Armageddon entre Québec et Ottawa: faut-il prendre une assurance?

Publié le 25/11/2016 à 08:33

Armageddon entre Québec et Ottawa: faut-il prendre une assurance?

Publié le 25/11/2016 à 08:33

Je ne sais pas pour vous, mais dans mes cours de géographie du secondaire, on nous parlait du «Bouclier canadien» comme… d’un bouclier justement, d’une sorte de protection contre ces tremblements de terre qu’on voyait dans les films catastrophes et parfois aux bulletins de nouvelles. Ah, un tremblotement qui fait claquer la vaisselle dans les armoires et qui fait jaser le lendemain, ça oui! c’était possible. Mais du reste, on disait que la formation géologique sur laquelle on était assis nous protégeait de ces secousses qui déchirent les routes.

Il faut croire que vous avez eu le même prof de géographie que moi. Au Québec, peu de gens croient bon de prendre une assurance habitation contre les risques de tremblement de terre. C’est vrai que ça tremble plus souvent à l’étranger que dans le jardin. Et de mémoire d’homme, rien du genre n’a marqué les esprits.

Il y aurait eu un important séisme dans la région de Montréal en 1732 (magnigute 5,8), causant des dommages importants, bien que les infrastructures n’étaient pas très développées pour apprécier pleinement les dégâts. (Vous trouverez ici un historique sismique de la région, merci lecteur Chaput)

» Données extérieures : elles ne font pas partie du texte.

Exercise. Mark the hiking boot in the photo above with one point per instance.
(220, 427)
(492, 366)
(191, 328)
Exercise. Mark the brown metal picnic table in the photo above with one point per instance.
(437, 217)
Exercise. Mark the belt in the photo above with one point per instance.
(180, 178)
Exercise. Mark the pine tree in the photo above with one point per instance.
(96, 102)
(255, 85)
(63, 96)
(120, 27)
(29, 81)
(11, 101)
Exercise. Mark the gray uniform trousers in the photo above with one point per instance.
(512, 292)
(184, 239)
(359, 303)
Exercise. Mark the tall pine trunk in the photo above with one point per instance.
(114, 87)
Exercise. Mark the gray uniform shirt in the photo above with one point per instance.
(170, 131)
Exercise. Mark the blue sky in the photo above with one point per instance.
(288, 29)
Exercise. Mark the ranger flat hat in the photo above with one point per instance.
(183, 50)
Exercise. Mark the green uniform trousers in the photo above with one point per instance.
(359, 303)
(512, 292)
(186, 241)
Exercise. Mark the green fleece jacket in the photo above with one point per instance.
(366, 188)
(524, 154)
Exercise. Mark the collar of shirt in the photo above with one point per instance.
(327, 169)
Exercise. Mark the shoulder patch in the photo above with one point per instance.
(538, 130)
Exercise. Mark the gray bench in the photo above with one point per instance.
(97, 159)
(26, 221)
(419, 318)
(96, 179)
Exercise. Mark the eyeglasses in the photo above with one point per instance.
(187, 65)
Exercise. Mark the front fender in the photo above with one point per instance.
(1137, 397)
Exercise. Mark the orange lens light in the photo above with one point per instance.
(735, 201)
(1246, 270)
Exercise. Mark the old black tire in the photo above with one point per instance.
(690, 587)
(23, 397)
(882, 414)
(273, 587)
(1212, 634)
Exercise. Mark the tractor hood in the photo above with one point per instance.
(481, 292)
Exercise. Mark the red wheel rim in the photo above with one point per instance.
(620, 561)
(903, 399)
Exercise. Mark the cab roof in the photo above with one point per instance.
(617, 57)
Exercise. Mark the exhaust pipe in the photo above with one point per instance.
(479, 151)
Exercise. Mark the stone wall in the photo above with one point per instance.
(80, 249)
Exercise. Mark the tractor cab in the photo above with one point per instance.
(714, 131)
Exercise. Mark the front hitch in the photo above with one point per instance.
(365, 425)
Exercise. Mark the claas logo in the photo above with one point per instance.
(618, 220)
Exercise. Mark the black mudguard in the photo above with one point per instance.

Mais vous savez quoi? On risque aussi d’en prendre un, un «Big One». Pas «Big» comme celui qui menace la côte Ouest, mais suffisamment «Big» pour semer le chaos et largement éclipser les petites pluies verglaçantes dans notre mémoire collective.

J’ai capté un reportage à la radio cette semaine dans lequel on évoquait des scénarios apocalyptiques et des chiffres ahurissants. Je n’en croyais pas vraiment mes oreilles. Ça sentait la campagne de peur.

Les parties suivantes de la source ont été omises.